Algunos simulacros se presentaban como cosas. Autocarruajes parlantes, edificios azules y danzarines, sillas y mesas de roble copulando toscamente como animales de establo. A la izquierda el vasto cuenco del cielo se abrió en una sonrisa demente. Eso era inofensivo; las bocas de aire no podían devorarla, aunque esa gritaba provocaciones resonantes. Incluso había reglas de decoro, juzgó.

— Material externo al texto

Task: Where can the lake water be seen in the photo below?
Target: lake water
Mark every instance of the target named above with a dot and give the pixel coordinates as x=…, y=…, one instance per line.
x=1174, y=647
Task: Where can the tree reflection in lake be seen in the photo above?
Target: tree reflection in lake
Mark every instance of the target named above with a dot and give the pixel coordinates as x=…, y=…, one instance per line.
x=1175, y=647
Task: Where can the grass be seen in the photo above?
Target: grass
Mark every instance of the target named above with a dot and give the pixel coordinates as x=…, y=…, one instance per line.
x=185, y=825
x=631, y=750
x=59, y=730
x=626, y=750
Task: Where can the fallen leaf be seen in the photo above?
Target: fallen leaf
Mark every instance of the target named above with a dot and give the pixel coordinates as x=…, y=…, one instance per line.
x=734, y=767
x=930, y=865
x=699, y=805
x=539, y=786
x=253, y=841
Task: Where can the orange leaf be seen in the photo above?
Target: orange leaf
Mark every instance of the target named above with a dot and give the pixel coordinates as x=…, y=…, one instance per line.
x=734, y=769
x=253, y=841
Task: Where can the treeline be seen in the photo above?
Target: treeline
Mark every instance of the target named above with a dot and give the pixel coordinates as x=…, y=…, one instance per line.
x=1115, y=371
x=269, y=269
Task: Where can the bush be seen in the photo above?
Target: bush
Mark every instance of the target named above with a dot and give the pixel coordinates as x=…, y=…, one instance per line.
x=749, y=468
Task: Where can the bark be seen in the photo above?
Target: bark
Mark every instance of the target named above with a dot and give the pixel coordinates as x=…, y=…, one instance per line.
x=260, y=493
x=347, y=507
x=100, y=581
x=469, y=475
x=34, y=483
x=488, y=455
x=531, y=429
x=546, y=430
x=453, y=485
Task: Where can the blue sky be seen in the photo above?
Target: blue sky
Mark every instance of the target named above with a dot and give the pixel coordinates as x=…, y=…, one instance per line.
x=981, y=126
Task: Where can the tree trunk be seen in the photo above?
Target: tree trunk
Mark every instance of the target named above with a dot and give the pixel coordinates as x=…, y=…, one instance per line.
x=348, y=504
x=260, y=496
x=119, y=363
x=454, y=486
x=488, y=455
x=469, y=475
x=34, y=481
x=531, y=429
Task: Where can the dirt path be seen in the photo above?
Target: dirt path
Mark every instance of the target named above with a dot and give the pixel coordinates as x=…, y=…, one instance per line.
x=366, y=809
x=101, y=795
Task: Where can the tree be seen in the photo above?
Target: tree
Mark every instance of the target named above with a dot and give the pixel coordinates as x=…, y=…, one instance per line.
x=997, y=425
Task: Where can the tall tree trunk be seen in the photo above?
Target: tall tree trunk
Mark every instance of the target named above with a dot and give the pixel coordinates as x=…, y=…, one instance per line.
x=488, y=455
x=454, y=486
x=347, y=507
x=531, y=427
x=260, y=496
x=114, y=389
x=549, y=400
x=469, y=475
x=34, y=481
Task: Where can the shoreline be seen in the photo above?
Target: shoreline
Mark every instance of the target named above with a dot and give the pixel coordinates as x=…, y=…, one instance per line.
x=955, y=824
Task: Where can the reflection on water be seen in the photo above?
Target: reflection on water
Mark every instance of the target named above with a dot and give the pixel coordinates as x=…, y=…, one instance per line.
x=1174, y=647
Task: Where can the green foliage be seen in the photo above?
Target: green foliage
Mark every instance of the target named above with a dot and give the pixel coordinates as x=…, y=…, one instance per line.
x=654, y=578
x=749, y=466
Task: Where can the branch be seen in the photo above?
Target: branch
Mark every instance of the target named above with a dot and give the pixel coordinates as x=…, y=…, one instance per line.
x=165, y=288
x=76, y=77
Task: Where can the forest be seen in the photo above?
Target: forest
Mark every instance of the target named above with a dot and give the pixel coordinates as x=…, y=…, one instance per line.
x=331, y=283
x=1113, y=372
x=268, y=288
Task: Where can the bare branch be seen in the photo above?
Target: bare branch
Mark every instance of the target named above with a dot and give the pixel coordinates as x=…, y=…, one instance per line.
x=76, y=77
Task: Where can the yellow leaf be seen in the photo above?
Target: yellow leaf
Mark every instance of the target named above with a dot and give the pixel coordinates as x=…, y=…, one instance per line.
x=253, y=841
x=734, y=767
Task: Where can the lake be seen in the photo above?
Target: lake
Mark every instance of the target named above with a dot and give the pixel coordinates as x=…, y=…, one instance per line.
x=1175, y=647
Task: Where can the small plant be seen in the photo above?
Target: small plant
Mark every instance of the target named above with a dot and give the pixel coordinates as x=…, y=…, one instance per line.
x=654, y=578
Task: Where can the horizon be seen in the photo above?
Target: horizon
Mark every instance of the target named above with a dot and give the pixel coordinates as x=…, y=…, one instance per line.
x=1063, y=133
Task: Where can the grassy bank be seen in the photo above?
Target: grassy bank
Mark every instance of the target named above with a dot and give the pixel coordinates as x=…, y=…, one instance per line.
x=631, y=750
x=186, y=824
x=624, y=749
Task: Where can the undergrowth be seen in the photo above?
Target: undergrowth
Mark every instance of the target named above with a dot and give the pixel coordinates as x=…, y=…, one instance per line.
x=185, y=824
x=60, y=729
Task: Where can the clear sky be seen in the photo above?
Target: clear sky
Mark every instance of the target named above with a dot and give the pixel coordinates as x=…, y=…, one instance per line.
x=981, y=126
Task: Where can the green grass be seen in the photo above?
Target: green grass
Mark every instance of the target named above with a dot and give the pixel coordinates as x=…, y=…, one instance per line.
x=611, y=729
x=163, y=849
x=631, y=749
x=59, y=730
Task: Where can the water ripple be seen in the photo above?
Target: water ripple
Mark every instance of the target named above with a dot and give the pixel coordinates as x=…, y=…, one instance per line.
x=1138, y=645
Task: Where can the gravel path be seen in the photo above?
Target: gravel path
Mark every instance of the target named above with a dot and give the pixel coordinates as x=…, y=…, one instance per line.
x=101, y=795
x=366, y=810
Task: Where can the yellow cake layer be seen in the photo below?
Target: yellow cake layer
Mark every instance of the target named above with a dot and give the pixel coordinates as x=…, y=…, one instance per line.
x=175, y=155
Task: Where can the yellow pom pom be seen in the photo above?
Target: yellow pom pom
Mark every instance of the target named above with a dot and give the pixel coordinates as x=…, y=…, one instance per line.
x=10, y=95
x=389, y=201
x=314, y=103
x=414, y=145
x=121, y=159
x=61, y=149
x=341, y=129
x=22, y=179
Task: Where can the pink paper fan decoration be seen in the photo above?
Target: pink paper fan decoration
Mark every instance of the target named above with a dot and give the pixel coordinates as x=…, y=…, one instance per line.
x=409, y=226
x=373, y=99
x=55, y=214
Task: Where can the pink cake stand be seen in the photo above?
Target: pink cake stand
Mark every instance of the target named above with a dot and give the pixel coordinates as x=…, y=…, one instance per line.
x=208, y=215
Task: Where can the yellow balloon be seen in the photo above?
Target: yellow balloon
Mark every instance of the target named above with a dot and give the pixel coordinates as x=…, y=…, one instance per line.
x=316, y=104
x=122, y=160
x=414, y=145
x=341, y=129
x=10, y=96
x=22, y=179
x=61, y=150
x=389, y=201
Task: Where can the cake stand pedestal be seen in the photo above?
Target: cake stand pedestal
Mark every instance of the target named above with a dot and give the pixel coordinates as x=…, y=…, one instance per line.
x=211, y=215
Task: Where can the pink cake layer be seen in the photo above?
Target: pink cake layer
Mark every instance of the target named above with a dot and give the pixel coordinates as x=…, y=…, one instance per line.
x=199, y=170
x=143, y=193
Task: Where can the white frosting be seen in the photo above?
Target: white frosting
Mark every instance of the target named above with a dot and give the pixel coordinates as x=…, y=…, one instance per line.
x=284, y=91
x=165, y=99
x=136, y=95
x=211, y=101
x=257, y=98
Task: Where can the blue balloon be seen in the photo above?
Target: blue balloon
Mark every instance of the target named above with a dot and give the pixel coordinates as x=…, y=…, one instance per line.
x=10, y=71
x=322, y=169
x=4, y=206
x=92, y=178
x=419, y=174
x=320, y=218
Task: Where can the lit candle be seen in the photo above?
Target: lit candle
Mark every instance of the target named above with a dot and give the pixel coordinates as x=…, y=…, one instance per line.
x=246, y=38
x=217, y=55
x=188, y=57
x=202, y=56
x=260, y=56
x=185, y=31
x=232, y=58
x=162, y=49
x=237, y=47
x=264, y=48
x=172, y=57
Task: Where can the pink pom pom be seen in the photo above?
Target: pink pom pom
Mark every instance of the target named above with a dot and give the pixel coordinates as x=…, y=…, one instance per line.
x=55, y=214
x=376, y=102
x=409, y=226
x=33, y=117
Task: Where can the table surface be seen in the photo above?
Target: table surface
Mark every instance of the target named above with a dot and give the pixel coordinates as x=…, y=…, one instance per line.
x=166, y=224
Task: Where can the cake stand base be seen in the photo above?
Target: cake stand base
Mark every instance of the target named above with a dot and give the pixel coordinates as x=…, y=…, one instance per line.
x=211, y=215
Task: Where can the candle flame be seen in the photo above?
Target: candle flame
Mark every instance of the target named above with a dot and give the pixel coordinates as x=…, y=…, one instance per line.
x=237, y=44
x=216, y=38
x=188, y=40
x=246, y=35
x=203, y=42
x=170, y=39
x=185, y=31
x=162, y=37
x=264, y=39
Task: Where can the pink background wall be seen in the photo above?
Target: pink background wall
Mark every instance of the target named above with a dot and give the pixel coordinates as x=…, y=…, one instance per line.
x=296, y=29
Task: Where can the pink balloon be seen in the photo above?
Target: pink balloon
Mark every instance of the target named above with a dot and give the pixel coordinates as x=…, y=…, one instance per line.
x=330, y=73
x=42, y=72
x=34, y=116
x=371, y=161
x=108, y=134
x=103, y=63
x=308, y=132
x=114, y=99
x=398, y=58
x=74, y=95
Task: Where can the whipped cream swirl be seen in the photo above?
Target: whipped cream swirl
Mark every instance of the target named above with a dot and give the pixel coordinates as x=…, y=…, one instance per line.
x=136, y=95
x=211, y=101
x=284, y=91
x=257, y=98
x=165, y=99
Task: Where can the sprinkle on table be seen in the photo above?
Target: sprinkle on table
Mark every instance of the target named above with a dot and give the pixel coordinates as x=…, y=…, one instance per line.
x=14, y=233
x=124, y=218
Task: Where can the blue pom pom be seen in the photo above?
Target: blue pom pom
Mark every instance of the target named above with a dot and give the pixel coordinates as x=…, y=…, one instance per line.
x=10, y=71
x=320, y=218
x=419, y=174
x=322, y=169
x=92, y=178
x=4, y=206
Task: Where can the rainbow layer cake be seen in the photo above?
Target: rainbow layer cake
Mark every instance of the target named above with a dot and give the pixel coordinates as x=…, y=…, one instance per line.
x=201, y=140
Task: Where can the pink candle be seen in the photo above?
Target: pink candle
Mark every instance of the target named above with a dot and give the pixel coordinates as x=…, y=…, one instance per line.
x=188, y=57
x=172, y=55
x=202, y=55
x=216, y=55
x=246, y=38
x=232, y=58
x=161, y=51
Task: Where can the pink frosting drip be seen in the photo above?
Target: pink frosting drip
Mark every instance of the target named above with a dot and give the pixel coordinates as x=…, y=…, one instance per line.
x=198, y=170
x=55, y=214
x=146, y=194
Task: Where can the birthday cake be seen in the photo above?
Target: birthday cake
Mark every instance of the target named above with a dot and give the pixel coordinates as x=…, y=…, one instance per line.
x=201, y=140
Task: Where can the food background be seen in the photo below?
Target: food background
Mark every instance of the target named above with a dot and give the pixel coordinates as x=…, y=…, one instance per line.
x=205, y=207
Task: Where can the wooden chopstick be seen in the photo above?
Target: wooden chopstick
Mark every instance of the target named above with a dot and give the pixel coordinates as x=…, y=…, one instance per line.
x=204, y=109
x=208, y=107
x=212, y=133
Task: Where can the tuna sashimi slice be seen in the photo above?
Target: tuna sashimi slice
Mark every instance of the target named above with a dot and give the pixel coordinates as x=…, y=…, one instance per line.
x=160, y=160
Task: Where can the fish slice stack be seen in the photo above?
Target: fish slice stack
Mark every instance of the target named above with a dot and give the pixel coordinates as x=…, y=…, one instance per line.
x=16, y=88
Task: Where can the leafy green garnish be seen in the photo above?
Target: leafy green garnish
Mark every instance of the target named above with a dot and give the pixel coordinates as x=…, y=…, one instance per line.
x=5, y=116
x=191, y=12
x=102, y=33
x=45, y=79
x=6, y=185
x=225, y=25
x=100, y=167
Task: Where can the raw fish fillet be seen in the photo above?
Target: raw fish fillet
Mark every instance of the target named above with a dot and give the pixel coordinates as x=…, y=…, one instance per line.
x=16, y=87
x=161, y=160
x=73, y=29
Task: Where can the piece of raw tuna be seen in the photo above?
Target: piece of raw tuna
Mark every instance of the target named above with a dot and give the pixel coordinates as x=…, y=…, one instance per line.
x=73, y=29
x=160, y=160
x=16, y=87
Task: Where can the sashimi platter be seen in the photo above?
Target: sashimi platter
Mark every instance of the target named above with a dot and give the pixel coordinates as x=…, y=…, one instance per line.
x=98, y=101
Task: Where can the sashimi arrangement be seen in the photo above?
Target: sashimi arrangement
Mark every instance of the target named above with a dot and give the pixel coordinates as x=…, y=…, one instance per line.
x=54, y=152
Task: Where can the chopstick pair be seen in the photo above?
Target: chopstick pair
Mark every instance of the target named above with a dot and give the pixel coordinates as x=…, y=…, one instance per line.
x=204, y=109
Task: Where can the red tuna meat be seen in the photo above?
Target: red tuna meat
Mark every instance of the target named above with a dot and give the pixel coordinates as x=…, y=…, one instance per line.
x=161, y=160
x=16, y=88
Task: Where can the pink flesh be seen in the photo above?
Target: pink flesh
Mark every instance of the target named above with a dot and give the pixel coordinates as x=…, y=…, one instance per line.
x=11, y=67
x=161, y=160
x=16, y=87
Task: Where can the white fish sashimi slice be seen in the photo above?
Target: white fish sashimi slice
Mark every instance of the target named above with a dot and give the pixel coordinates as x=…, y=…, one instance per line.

Dulces melodías aparecían como nubes vibrantes y ondulantes. Un jubiloso cielo azul se llenó de cordeles que aleteaban como bandadas de pájaros, aunque eran de sólo una línea de anchura. Recibió martillazos de sol y granizo. Ese mundo local saltaba de un estado meteorológico a otro mientras campanillas y trompetas sonaban en un coro acústicamente perfecto.

No era preciso que los simulacros fueran simiescos. Esa palabra surgió en su mente como en una visión divina. Lo simiesco era humano, en cierto sentido.

Con ese rápido silogismo descendió sobre ella, extendiendo anchas alas correosas, un inmenso cuerpo de ideación-evolución entrelazada con índice de aptitud mientras se clavaba como una navaja en origen de las especies, y ella huyó de ese enorme pájaro de afilado pico.

Ahora su mente corría a la par de su cuerpo. Movía las piernas. Sonaban voces. No las de sus santos, sino exigencias insidiosas y demoníacas.

Sintió objetos crujiendo bajo sus botas. Plata. Joyas. Los trituraba al pisarlos. Estaban incrustados en ese extraño suelo de puntos y líneas, una cuadrícula que se extendía hasta la perdida infinitud del Creador.

Se agachó para recoger algunos. Tesoros. Cogió un cáliz de plata que se disolvió fusionándose con ella. Era como una inyección de azúcar. Sintió más vigor en los flancos y los hombros. Corrió de nuevo, cogiendo las finas joyas, los labrados cuencos y estatuillas. Cada una la enriquecía de algún modo.

Se alzaron paredes de piedra para cerrarle el paso. Se estrelló contra esas barreras, sabiendo en un acto de fe que eran falsas. Encontraría a Voltaire, sí. Sabía que él corría peligro.

Llovieron ranas del cielo, como goterones. Un presagio, la amenaza de un poder demoníaco. Las ignoró y siguió avanzando hacia el geométrico horizonte, cada vez más alejado.

Ese loco Purgatorio significaba algo, y juntos lo averiguarían. ¡Por todos los cielos!